Texas Gas Service, as well as other utilities throughout Texas that provide natural gas to consumers and businesses, is asking the Texas Railroad Commission to allow it to put a surcharge on customers’ bills in order to pay for natural gas used during Winter Storm Uri. TGS filed its application with the commission to recover costs of the storm on July 30.
Consumer advocate Paul Robbins, who has studied documents filed with the commission, has concluded that the gas companies are seeking an order that will allow them to add about $5 a month to customers’ bills for 10 years. Larry Graham, manager of regulatory affairs for TGS, declined to offer an estimate of the cost to consumers.
According to an analysis by Bloomberg News, because of Texas’ unregulated market, natural gas producers – as opposed to companies that sell gas to consumers – made $11 billion in just five days during the unprecedented winter storm.
Although TGS and the other gas companies that provide gas to consumers each filed a separate request for a hearing on their securitization case, all the cases have been consolidated. More than 50 cities throughout the state have joined a coalition to intervene in the case before the commission. Central Texas cities that have joined the Texas Cities Alliance include West Lake Hills, Taylor, Goliad and Killeen.

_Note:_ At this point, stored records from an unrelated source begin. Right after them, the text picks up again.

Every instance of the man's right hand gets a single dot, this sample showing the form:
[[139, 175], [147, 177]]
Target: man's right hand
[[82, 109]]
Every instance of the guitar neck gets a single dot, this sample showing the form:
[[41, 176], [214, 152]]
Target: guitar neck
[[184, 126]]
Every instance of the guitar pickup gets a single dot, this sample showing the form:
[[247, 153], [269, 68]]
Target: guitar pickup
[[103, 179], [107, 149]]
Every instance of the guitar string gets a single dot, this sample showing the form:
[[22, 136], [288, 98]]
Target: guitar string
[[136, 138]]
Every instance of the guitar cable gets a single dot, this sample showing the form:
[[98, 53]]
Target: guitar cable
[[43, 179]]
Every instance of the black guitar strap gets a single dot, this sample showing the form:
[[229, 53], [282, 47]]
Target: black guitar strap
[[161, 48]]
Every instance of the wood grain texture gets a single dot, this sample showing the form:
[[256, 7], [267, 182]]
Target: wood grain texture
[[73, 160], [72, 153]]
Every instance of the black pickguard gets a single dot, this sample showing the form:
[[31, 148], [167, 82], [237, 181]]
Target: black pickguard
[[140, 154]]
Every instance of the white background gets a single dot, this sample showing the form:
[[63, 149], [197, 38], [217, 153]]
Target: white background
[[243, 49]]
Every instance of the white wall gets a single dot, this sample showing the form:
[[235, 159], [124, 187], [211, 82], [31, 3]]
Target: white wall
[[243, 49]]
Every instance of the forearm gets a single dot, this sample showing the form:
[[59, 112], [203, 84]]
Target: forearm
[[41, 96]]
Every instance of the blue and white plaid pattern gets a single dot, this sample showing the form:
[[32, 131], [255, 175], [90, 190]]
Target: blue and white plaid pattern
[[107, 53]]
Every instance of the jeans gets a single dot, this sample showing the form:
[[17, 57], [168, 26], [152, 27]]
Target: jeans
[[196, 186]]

While Austin is not on the list, city officials confirmed late Monday that Austin has joined in intervening on the matter. Thomas Brocato, the lead attorney representing the alliance of cities, told the Austin Monitor that other cities still have time to join the coalition.
Graham insists that the matter before the Railroad Commission is not a “rate case,” but a proceeding to allow securitization financing. As he explained, under Texas House Bill 1520 the gas companies will be able to extend the period of time during which they can recover costs associated with Winter Storm Uri.
According to documents filed with the commission, charges for natural gas during the winter storm left TGS with about $290 million in debt. Robbins said all told, the companies that provide gas service directly to consumers have more than $3.6 billion in fuel debt that they want to securitize.
Graham said, “The price at that moment in time went berserk … it happened to every gas utility in the state of Texas. Our company had to take a big loan out to pay the bill.”
As Graham explained, under the legislation signed by the governor in June, the commission will decide the amount to be recovered by each gas utility. After the commission determines the amount each company can finance, it will issue a financing order directing the Texas Public Finance Authority “to issue customer rate relief bonds.” The commission has 90 days to issue the financing order and the state financing authority has 180 days to issue the bonds.
Graham said via email, “Securitization is expected to provide a lower monthly cost compared to recovery over nine months through the existing cost of gas clause tariffs in Texas Gas Service’s service areas.” In other words, customers’ bills would be much higher if the gas company attempted to recover its costs through existing agreements.
Graham concluded, “We empathize with our customers’ concerns about higher bills and want to assure them that we are working on their behalf. As a fully regulated utility, our current tariffs would have us recover the amount over only a nine-month period. We believe that securitization is the best option for helping our customers by extending the period to recover the extraordinary costs from Winter Storm Uri. Additionally, as a distribution company, we do not profit on the cost of gas.”
The Texas Legislature has taken no action to ensure that the same scenario will not recur.